AIで「いじめ分析」 大津市
いじめはどんな状況で起きやすいのか、重大化する兆候はあるかなどをAIが分析。
いじめはどんな状況で起きやすいのか。重大化する兆候はあるか。滋賀県の大津市教育委員会が4月以降、AI(人工知能)ソフトを用いて傾向を探るいじめ対策に乗り出す。2011年に市内でいじめ自殺が起きて以降、各校から市教委に提出された約9千件の「いじめ事例」をAIで分析。重大化する事案を予測し、早期対応につなげる。
大津市では、いじめを受けた中学2年の男子生徒(当時13)が11年10月に自殺。市はいじめ対策推進室をつくり、各校に専門の教員を置くなどしていじめ問題に取り組んできた。
13年度からは、いじめが疑われる事案が起きた場合、原則として24時間以内に「いじめ事案報告書」を学校が市教委に出すことをルール化。報告書には、いじめの内容や発覚の経緯、指導した内容などを教員が記入している。

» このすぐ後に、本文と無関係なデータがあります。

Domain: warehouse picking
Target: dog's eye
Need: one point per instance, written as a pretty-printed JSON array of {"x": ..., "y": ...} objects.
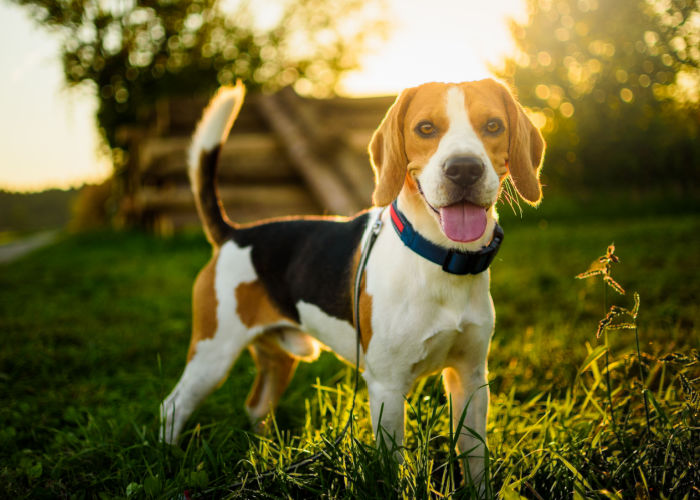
[
  {"x": 494, "y": 126},
  {"x": 426, "y": 129}
]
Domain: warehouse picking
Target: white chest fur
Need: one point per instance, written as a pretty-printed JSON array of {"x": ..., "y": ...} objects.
[{"x": 422, "y": 317}]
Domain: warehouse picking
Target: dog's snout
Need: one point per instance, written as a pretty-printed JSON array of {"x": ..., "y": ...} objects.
[{"x": 464, "y": 170}]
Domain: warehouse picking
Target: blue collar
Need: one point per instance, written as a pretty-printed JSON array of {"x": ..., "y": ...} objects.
[{"x": 452, "y": 261}]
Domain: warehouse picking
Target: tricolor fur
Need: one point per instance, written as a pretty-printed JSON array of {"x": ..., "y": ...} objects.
[{"x": 283, "y": 288}]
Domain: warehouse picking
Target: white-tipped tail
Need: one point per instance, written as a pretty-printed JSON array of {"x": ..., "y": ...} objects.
[
  {"x": 210, "y": 135},
  {"x": 215, "y": 125}
]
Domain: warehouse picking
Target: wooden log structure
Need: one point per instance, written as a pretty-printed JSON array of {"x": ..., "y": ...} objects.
[{"x": 286, "y": 155}]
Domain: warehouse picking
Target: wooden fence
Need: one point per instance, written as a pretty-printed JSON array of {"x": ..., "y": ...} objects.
[{"x": 286, "y": 155}]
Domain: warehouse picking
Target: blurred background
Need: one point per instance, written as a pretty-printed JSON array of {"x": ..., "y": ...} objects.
[{"x": 100, "y": 97}]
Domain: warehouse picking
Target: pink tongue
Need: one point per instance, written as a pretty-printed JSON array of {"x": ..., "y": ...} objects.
[{"x": 463, "y": 222}]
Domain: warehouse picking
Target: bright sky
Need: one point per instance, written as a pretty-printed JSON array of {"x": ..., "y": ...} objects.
[{"x": 48, "y": 136}]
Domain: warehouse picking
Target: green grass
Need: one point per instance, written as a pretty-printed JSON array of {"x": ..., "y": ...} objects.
[{"x": 95, "y": 330}]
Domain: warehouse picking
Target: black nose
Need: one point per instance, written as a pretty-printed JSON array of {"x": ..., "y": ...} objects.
[{"x": 464, "y": 170}]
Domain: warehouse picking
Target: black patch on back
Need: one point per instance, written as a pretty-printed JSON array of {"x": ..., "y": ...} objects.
[{"x": 306, "y": 259}]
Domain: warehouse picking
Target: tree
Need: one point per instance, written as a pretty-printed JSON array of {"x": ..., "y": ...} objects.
[
  {"x": 133, "y": 52},
  {"x": 612, "y": 85}
]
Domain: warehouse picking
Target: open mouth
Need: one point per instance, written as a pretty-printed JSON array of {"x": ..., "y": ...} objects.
[{"x": 462, "y": 221}]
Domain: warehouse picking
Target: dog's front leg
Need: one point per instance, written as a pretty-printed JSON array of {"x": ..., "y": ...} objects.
[
  {"x": 386, "y": 407},
  {"x": 467, "y": 387}
]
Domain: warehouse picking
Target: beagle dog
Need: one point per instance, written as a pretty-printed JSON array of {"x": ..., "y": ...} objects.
[{"x": 284, "y": 288}]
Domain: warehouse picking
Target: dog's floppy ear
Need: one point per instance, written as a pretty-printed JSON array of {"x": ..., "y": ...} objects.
[
  {"x": 525, "y": 150},
  {"x": 387, "y": 152}
]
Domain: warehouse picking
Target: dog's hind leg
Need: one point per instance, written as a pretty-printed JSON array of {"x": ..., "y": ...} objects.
[
  {"x": 276, "y": 355},
  {"x": 206, "y": 370},
  {"x": 216, "y": 343},
  {"x": 275, "y": 369}
]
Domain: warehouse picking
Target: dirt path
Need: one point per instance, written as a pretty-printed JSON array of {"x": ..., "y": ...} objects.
[{"x": 16, "y": 249}]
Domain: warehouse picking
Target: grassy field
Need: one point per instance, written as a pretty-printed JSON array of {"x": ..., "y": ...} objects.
[{"x": 95, "y": 331}]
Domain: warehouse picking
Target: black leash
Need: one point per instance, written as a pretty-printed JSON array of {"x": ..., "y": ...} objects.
[{"x": 364, "y": 257}]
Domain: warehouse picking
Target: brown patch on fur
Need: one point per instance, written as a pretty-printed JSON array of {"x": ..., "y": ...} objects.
[
  {"x": 275, "y": 369},
  {"x": 254, "y": 307},
  {"x": 204, "y": 303},
  {"x": 525, "y": 143}
]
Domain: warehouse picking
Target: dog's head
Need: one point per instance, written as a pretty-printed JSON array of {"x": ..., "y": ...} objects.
[{"x": 445, "y": 149}]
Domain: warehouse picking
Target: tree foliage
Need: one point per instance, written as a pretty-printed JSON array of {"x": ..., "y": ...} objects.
[
  {"x": 614, "y": 86},
  {"x": 134, "y": 52}
]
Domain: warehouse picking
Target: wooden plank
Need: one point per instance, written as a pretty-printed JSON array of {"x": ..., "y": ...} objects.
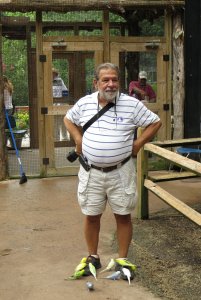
[
  {"x": 58, "y": 110},
  {"x": 179, "y": 142},
  {"x": 173, "y": 201},
  {"x": 70, "y": 171},
  {"x": 142, "y": 171},
  {"x": 70, "y": 5},
  {"x": 171, "y": 176},
  {"x": 179, "y": 160}
]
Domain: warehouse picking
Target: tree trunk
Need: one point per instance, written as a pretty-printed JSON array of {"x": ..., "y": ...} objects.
[
  {"x": 178, "y": 78},
  {"x": 3, "y": 150}
]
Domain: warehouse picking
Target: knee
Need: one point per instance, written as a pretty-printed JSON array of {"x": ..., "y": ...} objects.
[
  {"x": 123, "y": 219},
  {"x": 93, "y": 219}
]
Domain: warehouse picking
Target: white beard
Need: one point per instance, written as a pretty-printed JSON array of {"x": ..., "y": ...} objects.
[{"x": 109, "y": 96}]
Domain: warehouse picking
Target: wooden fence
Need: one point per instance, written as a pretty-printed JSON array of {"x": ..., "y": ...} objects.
[{"x": 147, "y": 182}]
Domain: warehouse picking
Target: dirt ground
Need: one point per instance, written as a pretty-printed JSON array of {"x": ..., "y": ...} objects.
[{"x": 42, "y": 242}]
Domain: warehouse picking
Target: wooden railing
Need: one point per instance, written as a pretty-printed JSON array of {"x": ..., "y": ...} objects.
[{"x": 147, "y": 182}]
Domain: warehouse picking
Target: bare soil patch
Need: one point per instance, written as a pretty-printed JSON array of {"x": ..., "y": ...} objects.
[{"x": 167, "y": 249}]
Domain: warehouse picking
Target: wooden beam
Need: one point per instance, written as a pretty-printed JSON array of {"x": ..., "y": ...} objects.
[
  {"x": 171, "y": 176},
  {"x": 179, "y": 142},
  {"x": 174, "y": 202},
  {"x": 179, "y": 160},
  {"x": 106, "y": 34}
]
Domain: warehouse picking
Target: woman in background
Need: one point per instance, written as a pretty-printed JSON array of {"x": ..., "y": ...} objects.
[{"x": 8, "y": 95}]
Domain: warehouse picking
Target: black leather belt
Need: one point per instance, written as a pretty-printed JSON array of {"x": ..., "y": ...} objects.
[{"x": 111, "y": 168}]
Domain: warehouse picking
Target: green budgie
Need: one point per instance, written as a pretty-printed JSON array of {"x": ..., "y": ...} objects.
[{"x": 92, "y": 269}]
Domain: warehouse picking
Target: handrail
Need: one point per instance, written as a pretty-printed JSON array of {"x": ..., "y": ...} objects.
[{"x": 144, "y": 184}]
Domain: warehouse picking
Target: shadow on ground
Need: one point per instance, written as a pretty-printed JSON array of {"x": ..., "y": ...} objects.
[{"x": 167, "y": 249}]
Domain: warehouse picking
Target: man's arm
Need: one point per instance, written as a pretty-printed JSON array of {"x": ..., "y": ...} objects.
[
  {"x": 146, "y": 136},
  {"x": 76, "y": 133}
]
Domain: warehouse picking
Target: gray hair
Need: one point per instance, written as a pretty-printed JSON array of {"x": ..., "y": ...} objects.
[{"x": 107, "y": 66}]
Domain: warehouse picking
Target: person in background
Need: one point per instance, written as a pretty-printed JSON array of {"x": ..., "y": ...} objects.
[
  {"x": 59, "y": 90},
  {"x": 108, "y": 149},
  {"x": 8, "y": 95},
  {"x": 141, "y": 89}
]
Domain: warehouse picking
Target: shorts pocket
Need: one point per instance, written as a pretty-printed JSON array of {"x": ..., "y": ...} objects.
[
  {"x": 83, "y": 176},
  {"x": 129, "y": 188}
]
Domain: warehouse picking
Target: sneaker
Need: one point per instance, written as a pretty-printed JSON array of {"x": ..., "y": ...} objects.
[
  {"x": 124, "y": 263},
  {"x": 94, "y": 261}
]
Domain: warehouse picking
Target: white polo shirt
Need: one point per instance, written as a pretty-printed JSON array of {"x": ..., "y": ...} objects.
[{"x": 109, "y": 139}]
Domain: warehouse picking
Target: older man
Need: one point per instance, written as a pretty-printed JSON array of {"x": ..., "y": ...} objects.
[{"x": 108, "y": 148}]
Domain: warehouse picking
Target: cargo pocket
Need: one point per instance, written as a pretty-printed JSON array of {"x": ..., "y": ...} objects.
[
  {"x": 83, "y": 176},
  {"x": 129, "y": 188}
]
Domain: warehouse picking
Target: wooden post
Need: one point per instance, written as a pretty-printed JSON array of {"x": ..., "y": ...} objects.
[
  {"x": 3, "y": 152},
  {"x": 106, "y": 35},
  {"x": 142, "y": 171}
]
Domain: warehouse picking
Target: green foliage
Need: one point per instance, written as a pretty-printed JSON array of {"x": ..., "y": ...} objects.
[
  {"x": 15, "y": 61},
  {"x": 15, "y": 51},
  {"x": 156, "y": 28}
]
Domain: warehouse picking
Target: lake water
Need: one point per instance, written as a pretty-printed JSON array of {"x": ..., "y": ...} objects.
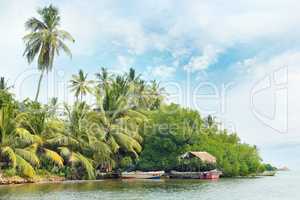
[{"x": 284, "y": 186}]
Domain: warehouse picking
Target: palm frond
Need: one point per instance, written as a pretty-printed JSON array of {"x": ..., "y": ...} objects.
[
  {"x": 24, "y": 168},
  {"x": 29, "y": 156},
  {"x": 25, "y": 137},
  {"x": 85, "y": 163},
  {"x": 53, "y": 157},
  {"x": 8, "y": 152}
]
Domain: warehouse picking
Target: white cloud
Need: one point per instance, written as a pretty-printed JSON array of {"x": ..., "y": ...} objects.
[
  {"x": 163, "y": 71},
  {"x": 208, "y": 57}
]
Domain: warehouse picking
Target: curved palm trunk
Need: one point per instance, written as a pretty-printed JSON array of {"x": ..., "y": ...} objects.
[{"x": 39, "y": 86}]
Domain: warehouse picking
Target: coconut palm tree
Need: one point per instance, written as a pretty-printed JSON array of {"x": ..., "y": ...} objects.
[
  {"x": 80, "y": 85},
  {"x": 15, "y": 143},
  {"x": 4, "y": 85},
  {"x": 45, "y": 40},
  {"x": 116, "y": 119}
]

17年度までに約5700件の報告があり、18年度分は約3300件となる見込み。ただ、「それぞれの事案の内容が込み入っており、人の手で網羅的に把握するのは難しい」(市教委の担当者)として分析などには活用していなかった。
市教委はデータの蓄積を生かそうと、クロス統計を用いたAIソフトで分析することにし、新年度予算案に委託費など91万円を計上。これまでの報告書を順次整理し、有識者らによるワーキングチームで分析させる項目を絞り込む。